Ein kleines Pilotprojekt ist bereits abgeschlossen. Für 2027 ist der Einbau des Systems in Fahrzeuge im regulären Streckenbetrieb geplant, zunächst als Prototyp für einige Wochen Messung. Danach folgt die Zulassung. Ende 2027 soll daraus ein fertiges Produkt werden, erst dann könne die Skalierung beginnen, sagt Moder. An Interesse mangelt es nicht: „Wir können gar nicht alle Pilotprojekte machen“, weil Sensorentwicklung samt Software personalintensiv sei. Ende September zeigt das Team den Prototyp auf der InnoTrans in Berlin, der größten Messe für Schienenfahrzeuge.
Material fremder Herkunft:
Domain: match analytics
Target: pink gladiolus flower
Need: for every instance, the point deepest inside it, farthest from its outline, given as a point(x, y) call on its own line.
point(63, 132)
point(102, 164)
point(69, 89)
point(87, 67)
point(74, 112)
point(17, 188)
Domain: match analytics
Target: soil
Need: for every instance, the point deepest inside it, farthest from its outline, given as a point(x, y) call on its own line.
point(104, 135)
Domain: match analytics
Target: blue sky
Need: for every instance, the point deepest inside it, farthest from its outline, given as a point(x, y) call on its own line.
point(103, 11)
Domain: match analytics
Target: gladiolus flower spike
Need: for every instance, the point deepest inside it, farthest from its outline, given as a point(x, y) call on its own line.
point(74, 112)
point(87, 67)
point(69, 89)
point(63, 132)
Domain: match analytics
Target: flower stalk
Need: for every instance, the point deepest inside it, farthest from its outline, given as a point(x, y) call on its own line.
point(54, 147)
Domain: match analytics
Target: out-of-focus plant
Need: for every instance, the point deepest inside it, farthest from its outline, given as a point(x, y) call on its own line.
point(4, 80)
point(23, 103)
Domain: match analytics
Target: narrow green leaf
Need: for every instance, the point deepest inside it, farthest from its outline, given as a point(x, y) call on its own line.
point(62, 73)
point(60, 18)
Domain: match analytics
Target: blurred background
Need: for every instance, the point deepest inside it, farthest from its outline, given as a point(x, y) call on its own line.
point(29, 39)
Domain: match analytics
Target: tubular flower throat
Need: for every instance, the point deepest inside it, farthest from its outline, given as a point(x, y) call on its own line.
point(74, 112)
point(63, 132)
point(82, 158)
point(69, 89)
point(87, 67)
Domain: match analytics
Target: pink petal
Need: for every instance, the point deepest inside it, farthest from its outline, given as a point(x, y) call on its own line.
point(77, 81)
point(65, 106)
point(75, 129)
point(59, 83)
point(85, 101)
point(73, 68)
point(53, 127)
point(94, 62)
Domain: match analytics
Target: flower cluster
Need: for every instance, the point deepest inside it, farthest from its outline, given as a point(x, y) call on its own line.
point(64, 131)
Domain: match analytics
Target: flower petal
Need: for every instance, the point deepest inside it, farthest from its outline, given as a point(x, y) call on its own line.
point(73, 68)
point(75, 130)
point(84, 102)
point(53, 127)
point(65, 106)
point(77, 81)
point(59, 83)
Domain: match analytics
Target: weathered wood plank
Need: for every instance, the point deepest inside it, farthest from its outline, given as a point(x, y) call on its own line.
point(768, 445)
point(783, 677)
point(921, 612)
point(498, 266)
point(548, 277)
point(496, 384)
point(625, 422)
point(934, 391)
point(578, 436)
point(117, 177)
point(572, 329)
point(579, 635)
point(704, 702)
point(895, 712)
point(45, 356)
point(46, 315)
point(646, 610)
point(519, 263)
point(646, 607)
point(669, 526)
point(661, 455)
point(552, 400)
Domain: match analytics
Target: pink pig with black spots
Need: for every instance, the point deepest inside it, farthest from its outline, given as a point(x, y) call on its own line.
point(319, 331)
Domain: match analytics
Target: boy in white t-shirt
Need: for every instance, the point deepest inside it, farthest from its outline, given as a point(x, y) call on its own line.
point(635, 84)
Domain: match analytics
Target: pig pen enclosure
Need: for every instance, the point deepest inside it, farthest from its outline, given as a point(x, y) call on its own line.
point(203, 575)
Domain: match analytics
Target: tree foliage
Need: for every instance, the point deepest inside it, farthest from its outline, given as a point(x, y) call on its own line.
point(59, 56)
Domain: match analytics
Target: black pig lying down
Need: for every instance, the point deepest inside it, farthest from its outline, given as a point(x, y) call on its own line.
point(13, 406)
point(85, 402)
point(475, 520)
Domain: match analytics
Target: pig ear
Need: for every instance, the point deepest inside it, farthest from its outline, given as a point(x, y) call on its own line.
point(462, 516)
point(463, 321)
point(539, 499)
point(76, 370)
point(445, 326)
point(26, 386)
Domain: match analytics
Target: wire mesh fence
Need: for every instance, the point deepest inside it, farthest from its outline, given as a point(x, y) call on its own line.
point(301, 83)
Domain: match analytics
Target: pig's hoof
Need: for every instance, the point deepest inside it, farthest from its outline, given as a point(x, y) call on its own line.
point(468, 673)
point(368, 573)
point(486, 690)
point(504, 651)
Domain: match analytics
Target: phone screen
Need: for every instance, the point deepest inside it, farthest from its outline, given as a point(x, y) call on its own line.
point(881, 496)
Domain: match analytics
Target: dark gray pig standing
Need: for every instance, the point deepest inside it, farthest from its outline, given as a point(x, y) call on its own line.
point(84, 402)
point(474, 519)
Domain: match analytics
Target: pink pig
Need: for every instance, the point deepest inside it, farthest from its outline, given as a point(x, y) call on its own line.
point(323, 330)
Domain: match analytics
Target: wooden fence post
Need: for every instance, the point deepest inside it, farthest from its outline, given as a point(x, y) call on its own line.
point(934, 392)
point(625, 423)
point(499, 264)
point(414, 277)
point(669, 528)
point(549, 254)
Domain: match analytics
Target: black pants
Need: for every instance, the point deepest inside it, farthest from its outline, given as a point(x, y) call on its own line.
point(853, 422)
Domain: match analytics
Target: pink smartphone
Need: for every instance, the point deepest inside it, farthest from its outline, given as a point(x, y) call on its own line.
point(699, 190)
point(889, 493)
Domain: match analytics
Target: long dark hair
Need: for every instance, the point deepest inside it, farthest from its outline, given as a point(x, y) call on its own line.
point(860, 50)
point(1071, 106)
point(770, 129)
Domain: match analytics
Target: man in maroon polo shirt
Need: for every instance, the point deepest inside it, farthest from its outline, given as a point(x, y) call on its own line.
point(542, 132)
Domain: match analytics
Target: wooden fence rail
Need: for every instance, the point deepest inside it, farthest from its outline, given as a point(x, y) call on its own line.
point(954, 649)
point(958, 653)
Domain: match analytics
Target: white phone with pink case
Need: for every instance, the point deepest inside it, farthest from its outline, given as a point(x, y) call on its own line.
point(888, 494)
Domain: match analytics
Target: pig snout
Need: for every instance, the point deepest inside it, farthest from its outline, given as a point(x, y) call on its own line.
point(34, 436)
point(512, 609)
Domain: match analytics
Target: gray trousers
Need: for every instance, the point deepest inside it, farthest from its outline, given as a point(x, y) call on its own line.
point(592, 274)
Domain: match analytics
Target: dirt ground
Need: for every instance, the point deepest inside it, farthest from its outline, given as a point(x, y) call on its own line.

Mit aws Preseed und aws Seed vom Effekt zum Produkt

Finanziert hat sich Zyglox bisher aus eigenen Mitteln und über die Austria Wirtschaftsservice (aws). Mit aws Preseed, konkret im Programm „aws Preseed | Seedfinacing – Deep Tech“, hat das Startup die ersten eineinhalb Jahre an der Sensortechnologie getüftelt. „Es hat uns die Möglichkeit gegeben, eine Idee, die bereits validiert war, einfach zu erproben. Einfach Zeit zu haben, weil Hardware dauert ein bisschen, etwa Prototypen zu iterieren“, sagt Moder. Es sei vor allem darum gegangen, „sicherzustellen, dass das dann ein Produkt werden kann“. Seit Mitte 2025 ist Zyglox im Seed-Programm der aws, das voraussichtlich bis Anfang 2028 läuft. Das Team ist inzwischen auf rund sieben Personen gewachsen. Für die Skalierungsphase im kommenden Jahr will sich das Startup nach Investoren umsehen: „Wenn eine Bestellung eintritt oder größer wird, werden wir das mit den aktuellen Mitteln wahrscheinlich nicht mehr stemmen können.“

Standortvorteil Graz

Den Standort Graz sieht Moder als klaren Vorteil: Siemens fertigt hier Fahrwerke, dazu kommen Messdienstleister, Prüfstandbauer und Nextsense. Zyglox sitzt direkt am Campus der TU Graz, mit Zugang zu Prüfständen der Universität und Maschinen der voestalpine. „Die gesamte Infrastruktur ist einzigartig“, sagt Moder. „Im Silicon Valley könnten wir das Produkt wahrscheinlich nicht entwickeln, in Österreich geht es besser. Das ist eigentlich ein bisschen verrückt, aber wir haben hier die optimalen Bedingungen.“


Disclaimer: Dieser Artikel ist im Rahmen einer Medienkooperation mit der Austria Wirtschaftsservice (aws) entstanden.